Last time you checked in with yourself, you were at the bar. But, in a flash of fiery lightning, you’re suddenly in a magical world people are calling the “drunk tank.” Yes, you’ve just teleported through space and time, a trip generously sponsored by Jim Beam. Some people like to call it “blacking out,” but as far as you’re concerned, your ability to wind up in an entirely different place in what seems like no time is more of an art than something to bring up at AA meetings. As you age, you continue to hone your control over your teleportation, eventually traveling from the bar to that hottie’s crotch in the blink of an eye, so quickly in fact that you didn’t have time to catch her name. What was her name again? Whoops, looks like you just teleported to the dog house.

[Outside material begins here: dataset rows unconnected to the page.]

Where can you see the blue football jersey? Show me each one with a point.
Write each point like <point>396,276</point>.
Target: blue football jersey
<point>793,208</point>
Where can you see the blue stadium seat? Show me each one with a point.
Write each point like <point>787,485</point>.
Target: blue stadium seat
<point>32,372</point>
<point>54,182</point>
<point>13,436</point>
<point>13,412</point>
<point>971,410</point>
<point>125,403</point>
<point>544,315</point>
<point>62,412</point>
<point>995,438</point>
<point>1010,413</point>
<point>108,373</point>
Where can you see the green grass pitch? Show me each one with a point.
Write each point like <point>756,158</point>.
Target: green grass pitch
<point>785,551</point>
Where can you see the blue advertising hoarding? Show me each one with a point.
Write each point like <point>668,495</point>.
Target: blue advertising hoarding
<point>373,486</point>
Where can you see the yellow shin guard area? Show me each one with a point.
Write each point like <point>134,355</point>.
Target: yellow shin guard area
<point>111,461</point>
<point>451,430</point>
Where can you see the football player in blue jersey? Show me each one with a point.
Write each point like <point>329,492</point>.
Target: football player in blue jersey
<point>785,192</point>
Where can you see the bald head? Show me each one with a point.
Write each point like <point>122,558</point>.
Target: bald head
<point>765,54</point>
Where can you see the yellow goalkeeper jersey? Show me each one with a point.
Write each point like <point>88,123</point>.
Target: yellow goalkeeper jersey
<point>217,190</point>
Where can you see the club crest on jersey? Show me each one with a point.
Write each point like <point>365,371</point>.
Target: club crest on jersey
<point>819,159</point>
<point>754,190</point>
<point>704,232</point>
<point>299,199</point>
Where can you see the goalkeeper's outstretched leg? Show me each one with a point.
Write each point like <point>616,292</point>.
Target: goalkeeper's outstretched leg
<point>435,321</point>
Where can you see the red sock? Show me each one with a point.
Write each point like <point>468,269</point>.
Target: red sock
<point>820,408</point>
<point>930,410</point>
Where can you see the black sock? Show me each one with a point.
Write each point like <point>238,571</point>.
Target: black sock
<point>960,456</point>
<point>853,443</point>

Unlike your sober contemporaries, you have the ability to see two of everything. Every time you down a box of wine, your world multiplies, and you see what other people can’t: 24/7 twins. That’s right, you’re not out drinking with friend, you’re out drinking with two friends who have the exact same DNA code. You’re mad popular. And when you go home that night, guess what? You’re having a threesome with that girl from the party and her twin sister. That’s four boobs to you, good sir or madame. When you go for drunk pizza, you have two slices, but feel like you only ate one. The only problem with this is that when you stumble to the bathroom to relieve yourself, there’s a 50 percent chance your roommate is going to be really pissed.
Just a few PBRs, and suddenly your mind is on another plane. You can read exactly what’s on everyone’s mind, and everyone is thinking the same thing: Arby’s or “Get more drunk.” That’s when you come around with the pitcher, and before you know it, you’re the hero. You use your wasted wizardry to foresee pizza in everyone’s future, and shit, if you weren’t already the hero, now you’re the night’s Dear Leader. To add fuel to the fire, you channel the spirit of every dead rock star that has an iTunes page and make a killer playlist that gets the party started. People are talking about making a marble bust of your head. OK, maybe you don’t have to have clairvoyance to intuit those things, but you’re wasted, and you always liked to think you had a flair for the supernatural.
The Slightly Less-Than-Golden Touch
Instead of turning everything you touch to gold like a poor man’s Midas, everything you touch just breaks. Let’s start with the pint glass you dropped on the ground, shattered, and half-embedded in your ankle. What about the neck on your ultra-rare, John-Lennon signed Rikenbacker guitar? Done for. Do you even have an excuse for the porcelain vase containing your grandma’s remains that you surrendered to gravity? Rum is not an excuse. That being said, when you’ve had some, you should wear oven mitts or a straightjacket to contain your incredible power, that is, if you want to avoid being classified as an F5 tornado. Now if only you could use your special touch on your shitty OkCupid relationship.